Reputation: 13
I have an if statement that checks a dictionary from another module to see if it contains a keyword that happens to have a function as its value. The function is never explicitly called but it executes when the program initiates before anything else even happens. This is not the desired behavior, the function should never actually be called. If the keyword is in the dictionary, all that should happen is the program prints 'good' to the terminal. Am I doing something wrong?
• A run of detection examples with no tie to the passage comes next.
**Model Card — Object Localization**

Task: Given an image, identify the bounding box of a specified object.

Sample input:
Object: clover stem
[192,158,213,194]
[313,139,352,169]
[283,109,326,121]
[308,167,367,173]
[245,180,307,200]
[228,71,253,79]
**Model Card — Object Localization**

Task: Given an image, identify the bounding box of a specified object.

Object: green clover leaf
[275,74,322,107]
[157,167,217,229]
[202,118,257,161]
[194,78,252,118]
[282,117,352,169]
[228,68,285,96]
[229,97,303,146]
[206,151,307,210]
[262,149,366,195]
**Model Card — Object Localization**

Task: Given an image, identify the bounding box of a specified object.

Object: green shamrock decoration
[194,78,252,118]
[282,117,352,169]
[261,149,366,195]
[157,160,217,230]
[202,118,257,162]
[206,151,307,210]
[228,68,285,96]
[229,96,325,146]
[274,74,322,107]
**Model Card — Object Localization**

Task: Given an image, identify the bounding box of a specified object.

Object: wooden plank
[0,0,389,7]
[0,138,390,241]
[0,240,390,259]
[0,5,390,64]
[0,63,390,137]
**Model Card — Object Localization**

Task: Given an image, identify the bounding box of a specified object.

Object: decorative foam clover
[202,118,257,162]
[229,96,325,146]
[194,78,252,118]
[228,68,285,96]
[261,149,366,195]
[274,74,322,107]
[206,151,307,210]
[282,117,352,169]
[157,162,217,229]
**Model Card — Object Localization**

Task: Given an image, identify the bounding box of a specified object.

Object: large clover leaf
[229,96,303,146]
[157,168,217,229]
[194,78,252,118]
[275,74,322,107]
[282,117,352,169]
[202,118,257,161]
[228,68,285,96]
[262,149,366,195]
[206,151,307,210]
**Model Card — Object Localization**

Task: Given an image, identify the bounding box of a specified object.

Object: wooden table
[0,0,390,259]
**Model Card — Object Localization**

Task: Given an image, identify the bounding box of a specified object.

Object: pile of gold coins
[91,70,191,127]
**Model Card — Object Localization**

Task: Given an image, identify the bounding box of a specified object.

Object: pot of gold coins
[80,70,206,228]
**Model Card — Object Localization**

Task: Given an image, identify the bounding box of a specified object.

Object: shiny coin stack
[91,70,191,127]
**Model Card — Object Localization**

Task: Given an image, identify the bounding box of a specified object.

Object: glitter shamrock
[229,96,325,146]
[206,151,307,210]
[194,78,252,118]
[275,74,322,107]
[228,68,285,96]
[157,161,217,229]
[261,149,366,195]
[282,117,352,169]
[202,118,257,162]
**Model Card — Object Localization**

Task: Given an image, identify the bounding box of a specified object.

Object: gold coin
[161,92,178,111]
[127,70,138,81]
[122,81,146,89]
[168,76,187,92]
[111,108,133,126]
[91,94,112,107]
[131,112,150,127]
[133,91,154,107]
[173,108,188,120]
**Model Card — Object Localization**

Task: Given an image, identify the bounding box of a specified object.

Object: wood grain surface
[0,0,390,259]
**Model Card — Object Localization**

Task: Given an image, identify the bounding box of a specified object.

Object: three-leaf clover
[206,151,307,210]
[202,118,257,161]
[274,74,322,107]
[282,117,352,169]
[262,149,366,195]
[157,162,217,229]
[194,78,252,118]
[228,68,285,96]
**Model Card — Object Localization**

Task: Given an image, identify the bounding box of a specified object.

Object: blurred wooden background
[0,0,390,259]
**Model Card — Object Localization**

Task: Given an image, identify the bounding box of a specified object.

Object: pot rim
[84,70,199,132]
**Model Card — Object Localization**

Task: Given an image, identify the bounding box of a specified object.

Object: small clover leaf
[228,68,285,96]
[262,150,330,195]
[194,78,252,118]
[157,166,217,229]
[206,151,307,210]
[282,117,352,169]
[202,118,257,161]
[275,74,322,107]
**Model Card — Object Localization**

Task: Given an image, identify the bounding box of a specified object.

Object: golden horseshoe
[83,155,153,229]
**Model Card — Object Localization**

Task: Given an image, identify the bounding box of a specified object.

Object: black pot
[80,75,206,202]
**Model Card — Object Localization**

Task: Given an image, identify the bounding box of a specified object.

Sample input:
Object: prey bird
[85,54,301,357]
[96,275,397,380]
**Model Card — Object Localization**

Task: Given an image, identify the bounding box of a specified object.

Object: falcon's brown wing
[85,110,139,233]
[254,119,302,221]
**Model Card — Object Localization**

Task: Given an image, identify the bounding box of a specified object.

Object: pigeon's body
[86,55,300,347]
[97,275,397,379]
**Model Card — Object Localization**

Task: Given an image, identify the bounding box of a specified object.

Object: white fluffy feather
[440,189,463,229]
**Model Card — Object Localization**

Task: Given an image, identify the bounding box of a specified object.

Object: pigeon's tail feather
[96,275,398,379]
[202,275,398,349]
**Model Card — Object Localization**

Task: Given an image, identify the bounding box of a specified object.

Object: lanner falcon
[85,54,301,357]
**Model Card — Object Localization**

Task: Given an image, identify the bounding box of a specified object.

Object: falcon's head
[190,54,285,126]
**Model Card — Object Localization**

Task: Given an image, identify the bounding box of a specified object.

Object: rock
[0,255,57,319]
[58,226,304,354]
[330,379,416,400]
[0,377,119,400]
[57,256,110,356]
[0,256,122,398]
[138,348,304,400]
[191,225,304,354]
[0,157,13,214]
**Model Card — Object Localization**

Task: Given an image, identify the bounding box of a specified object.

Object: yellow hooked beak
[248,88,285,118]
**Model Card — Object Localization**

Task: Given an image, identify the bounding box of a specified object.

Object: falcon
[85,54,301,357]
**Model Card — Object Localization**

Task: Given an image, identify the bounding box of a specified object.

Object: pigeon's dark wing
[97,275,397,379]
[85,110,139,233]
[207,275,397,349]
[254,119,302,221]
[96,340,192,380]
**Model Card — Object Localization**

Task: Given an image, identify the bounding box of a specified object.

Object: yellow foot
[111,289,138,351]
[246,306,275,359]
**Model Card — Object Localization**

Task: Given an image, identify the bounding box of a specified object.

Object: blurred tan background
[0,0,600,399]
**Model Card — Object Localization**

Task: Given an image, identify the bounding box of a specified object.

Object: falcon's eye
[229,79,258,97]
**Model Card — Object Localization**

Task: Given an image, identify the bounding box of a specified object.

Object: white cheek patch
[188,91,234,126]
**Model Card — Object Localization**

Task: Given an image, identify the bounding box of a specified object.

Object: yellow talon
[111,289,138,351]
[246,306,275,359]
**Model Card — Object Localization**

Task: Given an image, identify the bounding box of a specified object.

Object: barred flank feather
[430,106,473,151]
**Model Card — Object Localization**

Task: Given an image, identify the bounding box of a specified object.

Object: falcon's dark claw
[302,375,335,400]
I've been scouring the internet for hours and my brain hurts :(
From 'source.py':
import commands
game_state = 'playing'
while game_state == 'playing':
player_input = raw_input('>>')
if player_input == 'quit':
break
elif player_input in commands.command_list:
print 'good'
And from 'commands.py':
def one():
print '1'
command_list = {'one' : one()}
And finally, here is the resulting terminal after inputting the function name:
1
>>one
good
>>_
The '1' at the very beginning shouldn't be there, as the function is never actually called... right? I can't figure this out
Upvotes: 1
Views: 758
Reputation: 64328
You store the value returned by a call to one
in your dict. Since your dict is global, it gets its value at import-time. I.e. your code is equivalent to:
x = one() # call the function
command_list = {'one' : x} # store result in a dict
Try:
command_list = {'one' : one} # store the function in a dict
This stores the function object, without calling it.